The attack, off the coast of embattled Yemen, targeted the Spanish ship Galicia Spirit, hauling gas from Qatar, and raised the prospect of a terror attack on a spectacular scale.
“The use of RPGs in an attack against a vessel in this shipping choke point is very worrying,” UK security broker ASKET said in a note sent to industry insiders.
Another security firm noted the vessel had no ability to defend itself.
“[We] understand that the vessel had no armed security team on board, and that the vessel sustained small arms fire as well as the RPG,” British maritime security agency MAST told Reuters.
Experts could not say if the weapons fired at the Galicia Spirit could have penetrated her hull and touched off an explosion. But, as during the wave of pirate attacks off the east coast of Africa in recent years, the high seas run-in sparked new debate about defenseless ships going through dangerous passageways.
“There has been a step change in the use of violence offshore in the region over the past month,” said Ambrey Risk, a UK security firm, reported by Splash 24/7.

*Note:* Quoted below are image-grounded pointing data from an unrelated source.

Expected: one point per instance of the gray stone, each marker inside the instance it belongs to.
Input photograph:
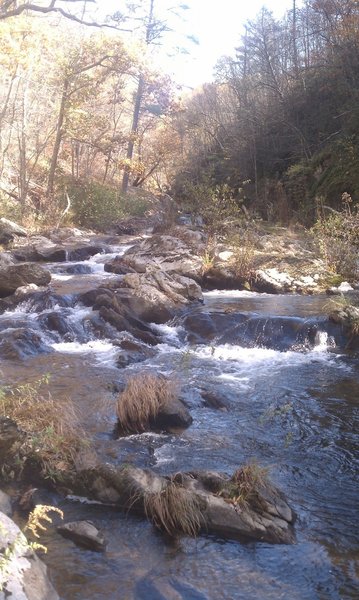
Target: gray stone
(9, 229)
(265, 516)
(16, 276)
(24, 575)
(5, 504)
(83, 533)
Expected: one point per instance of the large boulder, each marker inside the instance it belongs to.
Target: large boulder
(23, 574)
(9, 230)
(167, 253)
(20, 343)
(348, 318)
(16, 276)
(196, 502)
(156, 295)
(42, 249)
(84, 534)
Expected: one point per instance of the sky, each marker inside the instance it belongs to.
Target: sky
(217, 24)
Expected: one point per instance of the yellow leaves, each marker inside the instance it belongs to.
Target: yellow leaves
(40, 513)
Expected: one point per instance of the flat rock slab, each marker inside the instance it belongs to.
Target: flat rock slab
(84, 534)
(16, 276)
(24, 576)
(264, 517)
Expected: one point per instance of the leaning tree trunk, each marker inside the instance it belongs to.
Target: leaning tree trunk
(58, 139)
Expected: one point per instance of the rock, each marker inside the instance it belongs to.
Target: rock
(84, 252)
(158, 292)
(133, 352)
(272, 281)
(79, 269)
(85, 534)
(16, 276)
(43, 249)
(348, 318)
(118, 266)
(6, 259)
(20, 343)
(23, 574)
(221, 277)
(211, 399)
(265, 516)
(173, 415)
(8, 231)
(169, 254)
(5, 504)
(345, 287)
(26, 289)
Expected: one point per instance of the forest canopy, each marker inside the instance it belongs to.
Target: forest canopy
(83, 108)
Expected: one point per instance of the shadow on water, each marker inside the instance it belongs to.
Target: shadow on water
(287, 398)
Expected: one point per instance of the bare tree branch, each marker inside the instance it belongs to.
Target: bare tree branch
(6, 11)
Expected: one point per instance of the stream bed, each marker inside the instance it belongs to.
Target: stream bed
(267, 379)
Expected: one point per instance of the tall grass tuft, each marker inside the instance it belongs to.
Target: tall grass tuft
(174, 509)
(142, 399)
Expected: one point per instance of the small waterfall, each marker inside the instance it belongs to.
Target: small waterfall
(322, 341)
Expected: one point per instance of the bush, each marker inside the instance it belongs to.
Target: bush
(53, 433)
(174, 509)
(94, 205)
(214, 203)
(99, 206)
(142, 399)
(338, 238)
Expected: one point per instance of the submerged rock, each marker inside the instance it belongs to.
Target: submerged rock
(9, 230)
(23, 574)
(165, 253)
(85, 534)
(196, 502)
(20, 343)
(16, 276)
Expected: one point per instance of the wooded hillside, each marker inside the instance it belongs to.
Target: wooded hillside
(277, 131)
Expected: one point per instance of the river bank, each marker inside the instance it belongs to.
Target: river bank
(260, 373)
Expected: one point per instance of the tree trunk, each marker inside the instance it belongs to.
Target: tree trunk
(134, 127)
(58, 139)
(137, 107)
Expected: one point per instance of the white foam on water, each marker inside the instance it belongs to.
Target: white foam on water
(258, 356)
(82, 499)
(234, 294)
(78, 313)
(164, 454)
(322, 342)
(61, 277)
(169, 333)
(104, 351)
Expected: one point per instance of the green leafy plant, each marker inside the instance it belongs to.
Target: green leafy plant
(20, 545)
(337, 236)
(54, 436)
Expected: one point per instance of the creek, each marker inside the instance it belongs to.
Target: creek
(267, 378)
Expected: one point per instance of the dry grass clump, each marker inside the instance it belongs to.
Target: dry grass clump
(142, 399)
(244, 485)
(54, 435)
(174, 509)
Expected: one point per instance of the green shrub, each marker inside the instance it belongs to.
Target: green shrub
(214, 203)
(94, 205)
(337, 236)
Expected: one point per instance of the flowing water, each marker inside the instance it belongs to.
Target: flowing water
(267, 378)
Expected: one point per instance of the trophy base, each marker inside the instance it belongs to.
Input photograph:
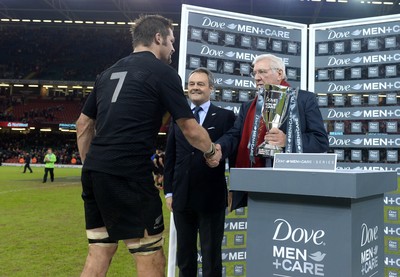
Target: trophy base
(268, 151)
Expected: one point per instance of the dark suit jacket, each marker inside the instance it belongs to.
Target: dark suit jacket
(186, 174)
(314, 136)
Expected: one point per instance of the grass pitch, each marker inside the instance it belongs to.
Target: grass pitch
(42, 230)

None of the assailants was able to board the ship, with all of the crew escaping the incident unharmed. A Djibouti naval vessel escorted the tanker for the remainder of its journey through the dangerous waters.
The area in question, the Bab al-Mandab strait, is one of vital importance as well as a hotbed of violence. Roughly four million barrels of oil, as well as a host of other goods pass through its tumultuous waters daily, while civil war rages on the shores of Yemen.
It was a little over two weeks ago when a US Navy destroyer, the USS Mason, was fired upon while patrolling close to where the incident with the Galicia Spirit occurred. Iranian-backed Houthi rebels are suspected in that attack.
Barry Parker, a New York-based maritime business expert, acknowledged that armed contractors aboard ships “stopped the problem with piracy in Somalia.” But he said the incident off the coast of Yemen was different and said conflicts there will be almost exclusively focused on the civil war.
If attacks like Tuesday's are related to the war - the cargo was from Qatar, which is aligned with the Saudis who in turn oppose the Houthis - vessels might be better served by additional patrol boats as well as designated transit lanes.